Peru. Expanding into Latin America

Betsson decided to expand its market share in the Latin American region. SW Nordic Limited, a subsidiary of Betsson, has signed an agreement to acquire Inkabet’s B2C online gambling business for US$25m. In addition Betsson will pay up to US$4m depending on the performance of Inkabet in reaching the agreed revenue and EBIT targets during the six months following the closing, together with a deferred payment of US$5m.

Inkabet was launched in 2012. Its revenue over the last 12 months as of June 2021 was US$25.2m and operating income (EBIT) US$8.8m. The revenue growth was +146 per cent when compared to the preceding 12 month period.

There are around 30 sports betting outlets in Peru. The majority offer both online and retail sports betting. The majority are foreign companies.
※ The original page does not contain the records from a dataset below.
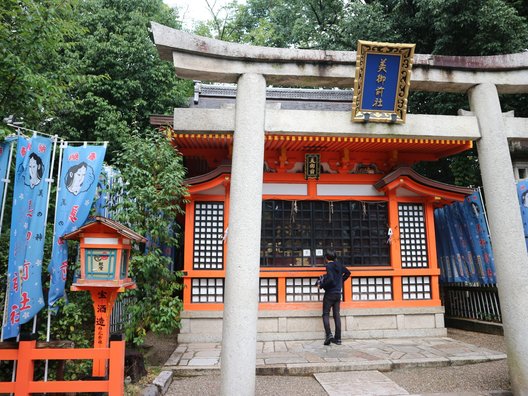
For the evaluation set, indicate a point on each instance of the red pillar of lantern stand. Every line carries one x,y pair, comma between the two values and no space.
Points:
103,299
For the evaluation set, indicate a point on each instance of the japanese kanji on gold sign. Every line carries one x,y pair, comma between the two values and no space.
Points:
381,85
312,166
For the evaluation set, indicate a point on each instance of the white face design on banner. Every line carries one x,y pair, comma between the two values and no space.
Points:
75,178
35,171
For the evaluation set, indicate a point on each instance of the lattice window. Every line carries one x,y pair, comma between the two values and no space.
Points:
416,287
208,235
413,240
371,288
207,290
268,290
303,289
295,233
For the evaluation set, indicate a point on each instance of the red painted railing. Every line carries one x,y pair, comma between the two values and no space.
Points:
27,353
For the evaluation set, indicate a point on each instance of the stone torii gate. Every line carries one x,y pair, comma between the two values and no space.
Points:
252,68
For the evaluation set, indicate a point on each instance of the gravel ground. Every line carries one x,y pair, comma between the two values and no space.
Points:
492,376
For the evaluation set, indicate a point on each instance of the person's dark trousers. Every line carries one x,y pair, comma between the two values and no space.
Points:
332,300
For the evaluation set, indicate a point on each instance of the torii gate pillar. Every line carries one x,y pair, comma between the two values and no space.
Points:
239,331
506,229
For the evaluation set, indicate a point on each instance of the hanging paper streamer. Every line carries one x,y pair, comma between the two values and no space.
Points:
28,228
463,242
4,165
81,167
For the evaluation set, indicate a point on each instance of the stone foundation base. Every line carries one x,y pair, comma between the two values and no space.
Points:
206,326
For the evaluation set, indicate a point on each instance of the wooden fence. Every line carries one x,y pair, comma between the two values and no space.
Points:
27,353
465,301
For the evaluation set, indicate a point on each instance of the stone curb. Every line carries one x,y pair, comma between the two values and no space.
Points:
160,385
303,369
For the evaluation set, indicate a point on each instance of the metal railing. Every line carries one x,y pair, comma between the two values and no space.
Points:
467,301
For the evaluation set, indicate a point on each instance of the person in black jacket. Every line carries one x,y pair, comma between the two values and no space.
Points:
332,283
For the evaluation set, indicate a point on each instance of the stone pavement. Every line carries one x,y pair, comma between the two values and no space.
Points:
312,357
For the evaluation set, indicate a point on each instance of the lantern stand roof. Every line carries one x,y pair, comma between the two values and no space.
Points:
99,224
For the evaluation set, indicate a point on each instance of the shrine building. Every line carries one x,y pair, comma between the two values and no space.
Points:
272,186
366,202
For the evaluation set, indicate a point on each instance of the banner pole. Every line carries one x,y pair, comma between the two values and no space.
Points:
63,144
479,190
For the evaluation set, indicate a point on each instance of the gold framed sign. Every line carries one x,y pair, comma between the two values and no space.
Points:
312,166
381,86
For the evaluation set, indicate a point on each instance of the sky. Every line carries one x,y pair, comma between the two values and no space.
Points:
196,9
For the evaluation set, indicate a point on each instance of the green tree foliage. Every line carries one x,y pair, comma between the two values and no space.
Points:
132,82
153,176
91,67
35,70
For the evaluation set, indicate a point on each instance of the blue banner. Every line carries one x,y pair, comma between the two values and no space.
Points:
522,192
81,167
463,242
4,164
28,228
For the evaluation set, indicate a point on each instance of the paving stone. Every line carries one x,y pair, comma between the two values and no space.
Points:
358,383
268,347
285,360
280,346
163,381
203,362
208,353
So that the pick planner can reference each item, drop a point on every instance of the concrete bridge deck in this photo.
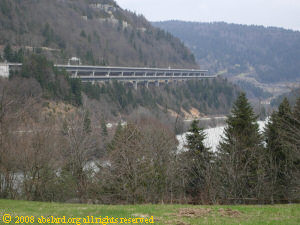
(126, 74)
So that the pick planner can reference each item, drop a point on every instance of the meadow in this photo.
(25, 212)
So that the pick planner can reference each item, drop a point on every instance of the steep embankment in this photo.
(97, 31)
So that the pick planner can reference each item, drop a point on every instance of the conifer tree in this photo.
(200, 158)
(281, 148)
(239, 151)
For now sports betting shops are permitted via municipal license and there is no specific authority that regulates them.

Ivan Kurochkin’s comments

Betsson is increasing their presence in Latin America in what seems to be a consolidated effort for the company to move in a Westerly direction and try to get their foot in B2C operations. This is not only in the South of the American continent, but in the North as well with their recent acquisition of a stake in an affiliate business in Canada.

This move may be caused by the intensifying regulations and new restrictions in Europe, where Betsson has concentrated their primary operations.

All this raises a question — with the growing interest of European companies in the Latin American market, what will the local companies do to compete for attention from their European colleagues?

Portugal. Betting comes alive

Portugal’s gambling regulator Serviço de Regulação Inspeção de Jogos (SRIJ) has confirmed that online gambling revenue increased 81.9 per cent in the second quarter of the year, reaching €125m.

The increase was fuelled by a 224.5 per cent increase in sports betting revenue, from €20.8m to €67.5m, due mainly to a full sports calendar in 2021 after the disruption caused by COVID and of course by the European football championships. Football generated 77.5 per cent of all online sports bets, followed by tennis with 9.6 per cent and basketball with 8.7 per cent.

Online gaming increased by 20 per cent to €57.5m. Retail gaming revenue increased to €30.6m, up 166.7 per cent from the second quarter of 2020 when all retail venues were closed due to the pandemic.

Ivan Kurochkin’s comments

It is clear now that everything looks better when compared to 2020, a year that disrupted our lives due to the spread of the covid-19 pandemic and put a massive dent into a P&L sheets of the sports betting companies.

Naturally, when the sporting events returned, revenues of the betting companies started to climb back, culminating this summer during the final stages of the postponed football tournaments not only in Europe, but in Latin America as well.

In the case of Portugal, their national team demonstrated their great shape at Euro 2020, had a lot of support from their fans, that inevitably that resulted in an increase in sports betting revenue.

Denmark. Euro is not a cure-all

Non-lottery gross gambling revenue in Denmark reached DKK2.88bn (€387m) in the first half, up 6.4 per cent year-on-year. The biggest growth was in sports betting revenue, which rose 23.5 per cent year-on-year to DKK1.25bn (around €168m).

Sports betting saw a very different scenario in the second quarter compared to last year, up 76.2 per cent to DKK657m (around €88.3m) thanks to a full calendar after last year’s cancelled fixtures. For June alone, numbers were trending down. Sports betting revenue fell 4.5 per cent month-on-month and 3.1 per cent year-on-year – despite Euro 2020.